When the police tape still waved in the wind all about Bondi, the necessity of community, religious and ethnic solidarity was laudably promoted by faith leaders. It was a call of compassion and tolerance – of bringing together rather than splitting apart in a time of antisemitic slaughter.
Consistent with the symbolism of Hanukah (illumination amid darkness), there was so much fitting evocation of the need for hope.
Unity, hope and compassion was the essence of faith.
‘Our public places may not appear quite the same again.’
And yet elements of the Australian polity responded so disgustingly quickly with division, blame and accusation.
Some elected officials moved straight for the darkness, using tragedy as a cynical chance to challenge Australia’s immigration policies.
Witness the harmful message of division from veteran fomenters of Australian racial division, exploiting the attack before the site was even cold. Then consider the statements of political figures while the probe was still active.
Government has a formidable task to do when it comes to bringing together a nation that is grieving and frightened and seeking the light and, importantly, answers to so many uncertainties.
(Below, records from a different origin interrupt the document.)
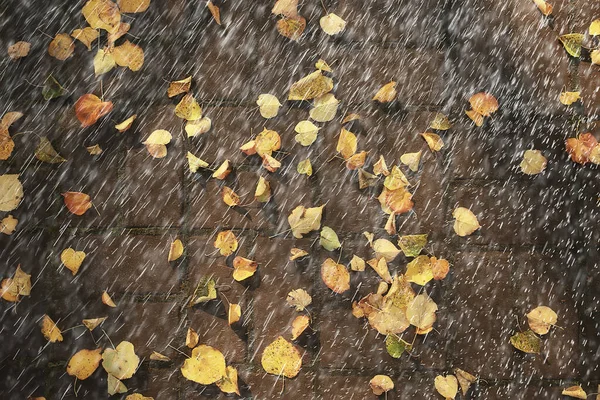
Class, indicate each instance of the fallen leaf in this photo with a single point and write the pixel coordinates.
(226, 242)
(304, 220)
(381, 384)
(86, 36)
(299, 325)
(527, 342)
(541, 319)
(8, 225)
(120, 362)
(575, 391)
(89, 109)
(299, 298)
(332, 24)
(61, 47)
(72, 259)
(447, 386)
(106, 299)
(465, 221)
(310, 87)
(281, 358)
(387, 93)
(50, 330)
(84, 363)
(46, 153)
(77, 203)
(335, 276)
(19, 50)
(533, 162)
(176, 250)
(243, 268)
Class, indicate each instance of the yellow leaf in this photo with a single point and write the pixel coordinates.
(234, 313)
(304, 220)
(387, 93)
(311, 86)
(332, 24)
(347, 144)
(120, 362)
(84, 363)
(381, 384)
(299, 325)
(447, 386)
(50, 330)
(72, 259)
(541, 318)
(304, 167)
(324, 108)
(299, 298)
(176, 250)
(269, 105)
(465, 221)
(281, 358)
(335, 276)
(226, 242)
(533, 162)
(572, 43)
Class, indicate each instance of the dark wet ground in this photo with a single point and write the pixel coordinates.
(538, 244)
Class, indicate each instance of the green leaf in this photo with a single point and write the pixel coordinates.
(527, 342)
(396, 347)
(329, 239)
(411, 245)
(52, 89)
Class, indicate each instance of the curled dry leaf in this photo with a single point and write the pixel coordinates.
(332, 24)
(77, 203)
(61, 47)
(89, 109)
(72, 259)
(86, 36)
(447, 386)
(19, 50)
(533, 162)
(176, 250)
(120, 362)
(226, 242)
(541, 319)
(50, 330)
(304, 220)
(281, 358)
(381, 384)
(465, 221)
(387, 93)
(310, 87)
(11, 192)
(299, 325)
(84, 363)
(299, 298)
(335, 276)
(243, 268)
(8, 225)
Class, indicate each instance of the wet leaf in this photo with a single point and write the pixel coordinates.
(50, 330)
(527, 342)
(381, 384)
(281, 358)
(299, 298)
(77, 203)
(465, 221)
(84, 363)
(120, 362)
(335, 276)
(89, 109)
(72, 259)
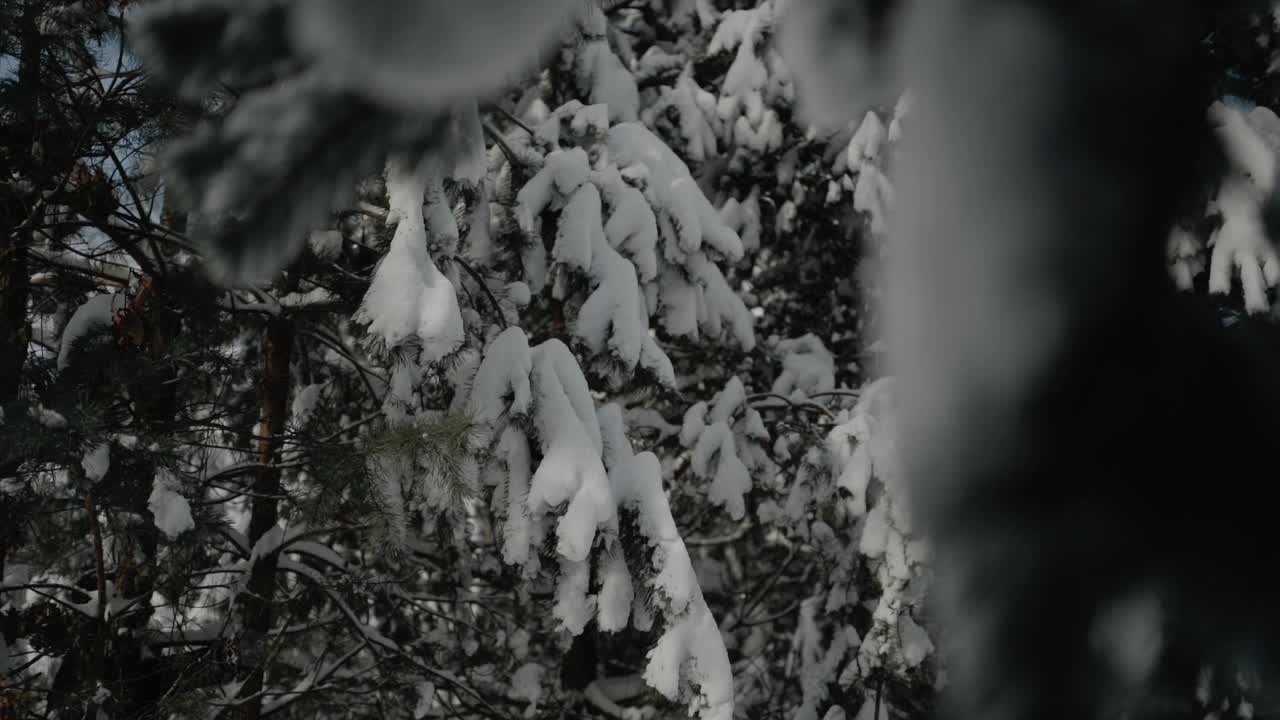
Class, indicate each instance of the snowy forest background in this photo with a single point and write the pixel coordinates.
(474, 360)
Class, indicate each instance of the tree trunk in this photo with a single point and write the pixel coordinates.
(256, 602)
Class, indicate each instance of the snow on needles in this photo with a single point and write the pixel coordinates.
(408, 297)
(589, 472)
(170, 509)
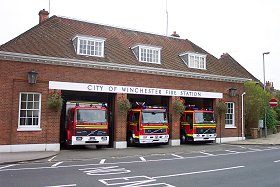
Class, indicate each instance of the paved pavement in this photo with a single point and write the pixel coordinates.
(90, 153)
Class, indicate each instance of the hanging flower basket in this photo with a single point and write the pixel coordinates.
(124, 105)
(221, 107)
(55, 100)
(179, 106)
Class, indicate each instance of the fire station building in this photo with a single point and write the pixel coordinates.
(93, 62)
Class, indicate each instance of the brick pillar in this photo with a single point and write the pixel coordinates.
(120, 124)
(174, 123)
(52, 130)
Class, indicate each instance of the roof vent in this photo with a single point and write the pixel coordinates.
(43, 15)
(175, 34)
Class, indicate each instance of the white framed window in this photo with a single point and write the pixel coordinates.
(230, 115)
(29, 111)
(90, 46)
(149, 54)
(194, 60)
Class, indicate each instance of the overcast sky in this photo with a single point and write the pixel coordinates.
(243, 28)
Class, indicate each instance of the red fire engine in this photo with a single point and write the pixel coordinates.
(147, 125)
(86, 124)
(198, 125)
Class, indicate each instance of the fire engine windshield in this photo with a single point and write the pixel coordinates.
(91, 116)
(204, 117)
(158, 116)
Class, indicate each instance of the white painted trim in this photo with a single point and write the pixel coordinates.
(27, 58)
(229, 139)
(120, 144)
(174, 142)
(87, 87)
(29, 147)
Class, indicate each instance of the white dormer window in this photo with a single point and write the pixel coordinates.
(90, 46)
(194, 60)
(149, 54)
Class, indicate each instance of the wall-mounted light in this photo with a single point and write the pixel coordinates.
(232, 92)
(32, 77)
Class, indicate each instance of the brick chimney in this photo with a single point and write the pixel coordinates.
(43, 15)
(175, 34)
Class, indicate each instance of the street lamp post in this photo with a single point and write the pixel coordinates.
(264, 84)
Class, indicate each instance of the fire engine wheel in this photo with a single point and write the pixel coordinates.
(131, 141)
(68, 144)
(99, 146)
(183, 138)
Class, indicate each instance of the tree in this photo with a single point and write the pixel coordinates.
(256, 103)
(277, 109)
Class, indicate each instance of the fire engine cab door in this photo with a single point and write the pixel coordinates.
(189, 118)
(135, 119)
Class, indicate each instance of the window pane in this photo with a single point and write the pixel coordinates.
(36, 97)
(30, 105)
(29, 111)
(22, 121)
(35, 121)
(36, 105)
(23, 113)
(23, 105)
(30, 97)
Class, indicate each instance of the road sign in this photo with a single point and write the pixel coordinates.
(273, 102)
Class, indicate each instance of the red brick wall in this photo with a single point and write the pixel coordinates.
(13, 77)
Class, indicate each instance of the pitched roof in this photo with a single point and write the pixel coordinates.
(53, 38)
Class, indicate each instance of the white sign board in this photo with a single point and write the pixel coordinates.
(87, 87)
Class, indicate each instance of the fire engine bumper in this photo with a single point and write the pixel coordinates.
(204, 137)
(90, 140)
(143, 139)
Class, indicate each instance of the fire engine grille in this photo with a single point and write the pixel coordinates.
(205, 130)
(150, 131)
(90, 133)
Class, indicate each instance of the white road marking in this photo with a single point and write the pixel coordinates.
(102, 161)
(8, 166)
(63, 185)
(110, 170)
(178, 156)
(198, 172)
(202, 152)
(56, 164)
(126, 162)
(142, 159)
(139, 181)
(51, 158)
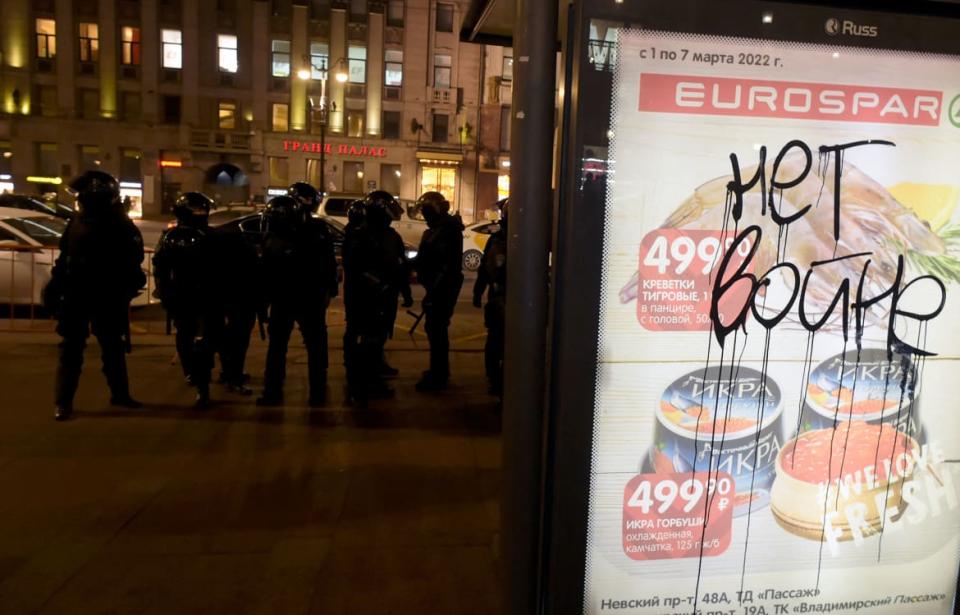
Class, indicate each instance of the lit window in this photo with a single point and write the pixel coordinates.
(130, 46)
(227, 115)
(355, 123)
(319, 59)
(444, 17)
(507, 72)
(395, 13)
(227, 59)
(441, 71)
(281, 58)
(172, 48)
(357, 62)
(394, 67)
(89, 42)
(46, 38)
(281, 117)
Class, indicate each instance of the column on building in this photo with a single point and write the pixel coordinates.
(66, 57)
(375, 23)
(192, 59)
(338, 53)
(107, 18)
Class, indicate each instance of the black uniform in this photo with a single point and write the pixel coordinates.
(438, 263)
(300, 278)
(376, 274)
(492, 279)
(238, 283)
(185, 279)
(96, 274)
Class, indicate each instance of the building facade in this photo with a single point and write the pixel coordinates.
(229, 97)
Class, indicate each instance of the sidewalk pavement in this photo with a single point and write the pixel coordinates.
(245, 510)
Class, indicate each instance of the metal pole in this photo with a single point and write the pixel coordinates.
(528, 245)
(323, 130)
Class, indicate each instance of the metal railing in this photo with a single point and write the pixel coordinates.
(25, 271)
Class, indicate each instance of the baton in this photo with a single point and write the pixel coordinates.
(416, 321)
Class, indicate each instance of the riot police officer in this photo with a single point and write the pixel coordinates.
(492, 279)
(439, 270)
(97, 273)
(376, 274)
(185, 281)
(300, 272)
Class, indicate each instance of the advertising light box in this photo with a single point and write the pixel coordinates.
(777, 419)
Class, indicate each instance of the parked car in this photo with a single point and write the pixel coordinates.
(28, 247)
(406, 220)
(35, 203)
(475, 238)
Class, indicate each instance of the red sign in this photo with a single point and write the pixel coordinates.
(313, 147)
(696, 94)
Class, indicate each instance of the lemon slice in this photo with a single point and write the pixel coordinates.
(934, 203)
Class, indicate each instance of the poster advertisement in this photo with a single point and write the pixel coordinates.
(777, 420)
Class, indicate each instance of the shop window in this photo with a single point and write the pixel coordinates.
(441, 126)
(390, 178)
(444, 17)
(89, 42)
(357, 64)
(393, 73)
(505, 119)
(89, 104)
(227, 58)
(47, 163)
(171, 109)
(6, 157)
(130, 46)
(391, 124)
(46, 38)
(279, 168)
(439, 179)
(355, 123)
(281, 117)
(130, 165)
(227, 115)
(353, 177)
(395, 13)
(131, 107)
(441, 71)
(89, 157)
(172, 48)
(280, 50)
(319, 59)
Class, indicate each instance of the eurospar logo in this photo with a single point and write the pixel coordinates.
(834, 27)
(701, 95)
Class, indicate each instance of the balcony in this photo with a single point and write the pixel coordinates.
(220, 141)
(441, 96)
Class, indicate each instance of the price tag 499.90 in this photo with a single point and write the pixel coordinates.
(677, 515)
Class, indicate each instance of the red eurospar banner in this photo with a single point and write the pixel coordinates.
(694, 94)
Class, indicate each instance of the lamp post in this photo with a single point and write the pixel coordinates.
(341, 77)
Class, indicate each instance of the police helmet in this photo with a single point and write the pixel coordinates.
(432, 203)
(378, 205)
(282, 214)
(181, 238)
(193, 209)
(306, 196)
(96, 191)
(357, 213)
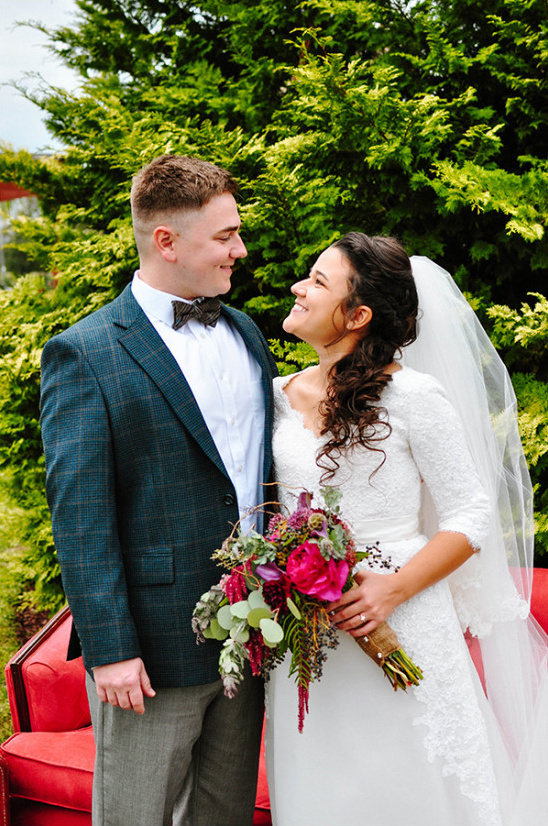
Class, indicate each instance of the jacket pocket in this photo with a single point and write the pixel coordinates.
(152, 568)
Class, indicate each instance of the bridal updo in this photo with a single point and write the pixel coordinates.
(381, 278)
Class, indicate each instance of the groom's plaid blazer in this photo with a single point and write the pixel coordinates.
(138, 493)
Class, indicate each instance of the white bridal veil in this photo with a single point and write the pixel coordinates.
(492, 590)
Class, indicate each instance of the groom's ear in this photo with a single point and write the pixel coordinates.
(360, 318)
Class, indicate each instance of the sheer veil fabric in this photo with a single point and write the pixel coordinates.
(492, 590)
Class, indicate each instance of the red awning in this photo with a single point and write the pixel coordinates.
(9, 192)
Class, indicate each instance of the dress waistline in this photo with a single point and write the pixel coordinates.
(390, 529)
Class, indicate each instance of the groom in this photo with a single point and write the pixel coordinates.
(156, 422)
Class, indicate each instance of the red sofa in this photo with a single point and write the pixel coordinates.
(46, 767)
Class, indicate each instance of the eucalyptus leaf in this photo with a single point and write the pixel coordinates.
(240, 609)
(225, 617)
(240, 632)
(217, 633)
(293, 608)
(272, 632)
(256, 599)
(256, 615)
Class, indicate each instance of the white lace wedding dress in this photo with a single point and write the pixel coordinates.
(369, 756)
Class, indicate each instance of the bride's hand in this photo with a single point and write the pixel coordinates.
(371, 601)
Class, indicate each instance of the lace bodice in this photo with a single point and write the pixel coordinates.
(425, 448)
(425, 445)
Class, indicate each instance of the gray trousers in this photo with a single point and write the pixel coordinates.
(190, 760)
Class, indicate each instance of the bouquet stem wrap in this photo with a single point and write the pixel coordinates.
(384, 648)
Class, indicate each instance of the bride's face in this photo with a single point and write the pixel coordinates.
(317, 315)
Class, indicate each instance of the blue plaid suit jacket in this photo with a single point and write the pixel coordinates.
(138, 493)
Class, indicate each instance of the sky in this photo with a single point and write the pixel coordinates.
(22, 50)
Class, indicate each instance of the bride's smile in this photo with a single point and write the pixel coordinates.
(317, 316)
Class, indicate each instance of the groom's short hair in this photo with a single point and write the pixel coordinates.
(172, 185)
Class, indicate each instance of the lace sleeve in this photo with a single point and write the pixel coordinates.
(439, 449)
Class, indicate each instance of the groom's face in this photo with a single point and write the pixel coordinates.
(207, 245)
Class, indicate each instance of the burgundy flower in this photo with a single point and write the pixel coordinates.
(314, 575)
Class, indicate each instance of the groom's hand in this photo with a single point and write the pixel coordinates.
(124, 684)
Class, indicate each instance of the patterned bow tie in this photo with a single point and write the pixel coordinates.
(207, 311)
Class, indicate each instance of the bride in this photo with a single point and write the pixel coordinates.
(429, 466)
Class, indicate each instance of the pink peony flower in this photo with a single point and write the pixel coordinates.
(314, 575)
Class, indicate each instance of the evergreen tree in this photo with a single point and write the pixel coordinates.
(426, 120)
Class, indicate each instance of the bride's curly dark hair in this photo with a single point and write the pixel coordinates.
(380, 278)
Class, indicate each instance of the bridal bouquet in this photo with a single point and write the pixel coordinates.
(272, 599)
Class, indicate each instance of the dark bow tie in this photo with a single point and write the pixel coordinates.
(207, 311)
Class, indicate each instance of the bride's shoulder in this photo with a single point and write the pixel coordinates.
(280, 382)
(410, 382)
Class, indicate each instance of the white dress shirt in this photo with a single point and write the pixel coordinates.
(225, 380)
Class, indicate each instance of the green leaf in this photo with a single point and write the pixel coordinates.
(240, 609)
(272, 632)
(293, 608)
(256, 615)
(225, 618)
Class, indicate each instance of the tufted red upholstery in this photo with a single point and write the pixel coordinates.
(49, 759)
(48, 762)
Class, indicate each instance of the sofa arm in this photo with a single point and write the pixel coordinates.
(4, 794)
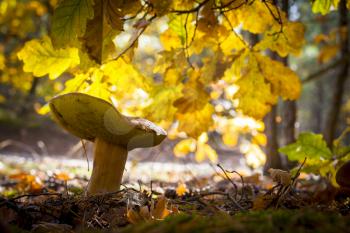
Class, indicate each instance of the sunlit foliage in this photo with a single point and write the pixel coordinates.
(186, 65)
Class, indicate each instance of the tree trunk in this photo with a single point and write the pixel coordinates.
(336, 102)
(273, 159)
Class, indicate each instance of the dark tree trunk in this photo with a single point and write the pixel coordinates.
(318, 108)
(29, 99)
(334, 110)
(273, 159)
(289, 116)
(289, 108)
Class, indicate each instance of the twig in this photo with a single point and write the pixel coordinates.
(229, 179)
(197, 8)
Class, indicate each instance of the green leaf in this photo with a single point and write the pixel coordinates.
(69, 20)
(41, 58)
(308, 145)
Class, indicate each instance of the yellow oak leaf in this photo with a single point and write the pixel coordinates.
(69, 20)
(196, 122)
(161, 106)
(232, 43)
(283, 80)
(170, 40)
(181, 189)
(184, 147)
(41, 58)
(124, 76)
(254, 95)
(194, 97)
(205, 151)
(327, 53)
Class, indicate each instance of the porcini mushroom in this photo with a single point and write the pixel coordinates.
(96, 120)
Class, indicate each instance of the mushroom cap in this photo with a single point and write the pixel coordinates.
(89, 117)
(343, 175)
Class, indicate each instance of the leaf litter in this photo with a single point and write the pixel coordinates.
(39, 202)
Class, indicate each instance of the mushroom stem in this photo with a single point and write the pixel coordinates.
(108, 167)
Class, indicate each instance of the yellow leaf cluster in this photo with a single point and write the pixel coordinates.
(256, 16)
(254, 94)
(261, 81)
(284, 81)
(196, 122)
(200, 147)
(161, 106)
(41, 58)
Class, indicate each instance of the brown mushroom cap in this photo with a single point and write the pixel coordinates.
(343, 175)
(89, 117)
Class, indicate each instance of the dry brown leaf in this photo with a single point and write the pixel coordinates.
(281, 177)
(261, 202)
(160, 211)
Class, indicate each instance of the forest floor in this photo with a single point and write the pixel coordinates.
(38, 198)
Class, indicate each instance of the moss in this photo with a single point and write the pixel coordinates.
(272, 221)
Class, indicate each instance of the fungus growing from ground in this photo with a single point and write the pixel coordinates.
(96, 120)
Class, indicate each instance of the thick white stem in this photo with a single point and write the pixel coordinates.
(108, 168)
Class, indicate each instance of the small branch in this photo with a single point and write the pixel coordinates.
(195, 9)
(229, 179)
(139, 33)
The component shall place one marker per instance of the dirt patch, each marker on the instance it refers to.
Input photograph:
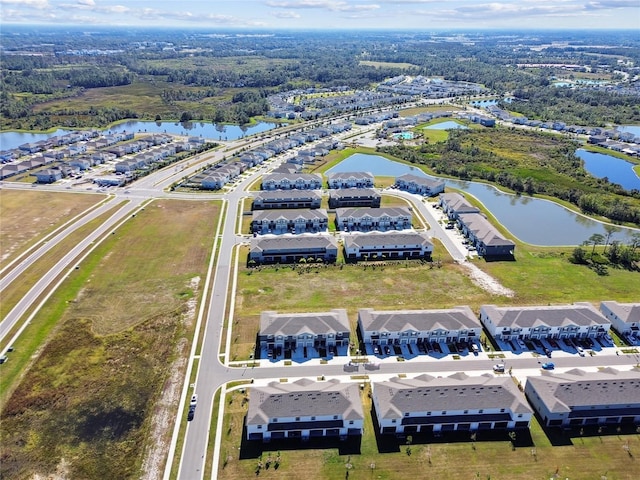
(164, 413)
(486, 281)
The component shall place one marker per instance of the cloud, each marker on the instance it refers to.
(287, 14)
(40, 4)
(611, 4)
(331, 5)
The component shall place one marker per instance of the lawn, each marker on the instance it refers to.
(28, 216)
(489, 457)
(100, 395)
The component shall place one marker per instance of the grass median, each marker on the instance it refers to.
(99, 399)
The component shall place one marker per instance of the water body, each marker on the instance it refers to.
(449, 125)
(635, 129)
(209, 131)
(617, 170)
(532, 220)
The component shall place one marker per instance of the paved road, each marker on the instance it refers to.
(211, 372)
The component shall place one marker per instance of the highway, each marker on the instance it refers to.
(213, 370)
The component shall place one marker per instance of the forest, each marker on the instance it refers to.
(60, 78)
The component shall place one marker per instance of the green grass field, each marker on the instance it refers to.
(90, 395)
(488, 458)
(29, 216)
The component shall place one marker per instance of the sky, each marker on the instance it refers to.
(329, 14)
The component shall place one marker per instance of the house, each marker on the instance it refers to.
(354, 197)
(391, 245)
(49, 175)
(579, 398)
(579, 320)
(214, 180)
(421, 185)
(268, 199)
(293, 249)
(400, 327)
(297, 181)
(453, 204)
(624, 317)
(289, 221)
(368, 219)
(487, 240)
(350, 180)
(304, 409)
(290, 331)
(428, 404)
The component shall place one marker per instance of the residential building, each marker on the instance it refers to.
(624, 317)
(427, 404)
(49, 175)
(580, 320)
(369, 219)
(391, 245)
(579, 398)
(401, 327)
(292, 181)
(276, 199)
(420, 185)
(453, 204)
(354, 197)
(304, 409)
(350, 180)
(293, 249)
(487, 240)
(290, 331)
(289, 221)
Like why, when the national terrorism threat level was judged as probable, did such a large open-air Hanukah event go ahead with such a grossly inadequate security presence? Like how could the alleged killers have multiple firearms in the family home when the security agency has so publicly and repeatedly alerted of the danger of targeted attacks?
How rapidly we were subjected to that cliched argument (or iterations of it) that it’s individuals not weapons that kill. Of course, both things are true. It’s feasible to at the same time seek new ways to prevent violent bigotry and prevent guns away from its possible actors.
In this metropolis of immense beauty, of pristine blue heavens above sea and shore, the ocean and the beaches – our shared community spaces – may not look quite the same again to the multitude who’ve observed that famous Bondi seems so incongruous with last weekend’s horrific bloodshed.
We long right now for understanding and meaning, for family, and perhaps for the consolation of beauty in art or the natural world.
This weekend many Australians are calling off holiday gathering plans. Reflective solitude will seem more in order.
But this is perhaps counterintuitively against instinct. For in these days of fear, anger, melancholy, bewilderment and grief we require each other more than ever.
The comfort of community – the human glue of the unity in the very word – is what we likely need most.
But sadly, all of the portents are that unity in politics and the community will be hard to find this long, draining summer.